Secretary of the Department of Economic Affairs (DEA) Subhash Chandra Garg on Friday termed Standard & Poor's (S&P) rating of India's debt profile as "reasonable", adding that the report was "cautious" this year.
"From the ratings, it looks like S&P is fairly convinced with the economy. While both S&P and Moody's considered investment grading as the crux of the rating, the latter's report was more favourable. We hope that S&P in its next report will be more favourable than cautious," he said while addressing a press conference here today.
Further, he said while Ease of Doing Business and other economic reforms can be a positive influence on the ratings, they cannot be a primary influencer. Garg also claimed that the second quarter results which are expected at the end of the month will witness growth compared to that of the first quarter.
"One of the main problems is the debt to GDP ratio. However, over the years, it has been kept under control by reducing fiscal deficit. Our medium and long term plans are clear. We provide the two agencies information as and when required," said Garg.
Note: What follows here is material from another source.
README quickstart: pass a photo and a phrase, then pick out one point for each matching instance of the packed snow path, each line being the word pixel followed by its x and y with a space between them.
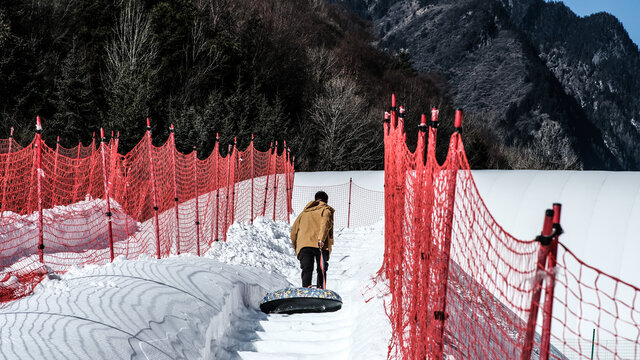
pixel 354 332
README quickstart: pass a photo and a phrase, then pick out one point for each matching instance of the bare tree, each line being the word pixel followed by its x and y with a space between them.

Earlier, financial services company S&P Global Ratings retained its outlook on India as stable, and kept the rating unchanged at BBB-.
While the agency retained its rating on India, it also lauded the Modi-led government's fiscal consolidation drive under which multiple reforms have been undertaken towards the path of a favourable economy.
The report noted that despite two quarters of weaker-than expected growth, India's economy will grow robustly in 2018-20, and foreign exchange reserves will continue to rise. F
Further, it stated that over the next two years, growth will remain strong; India will maintain its sound external accounts position and fiscal deficits will remain broadly in line with the expectations.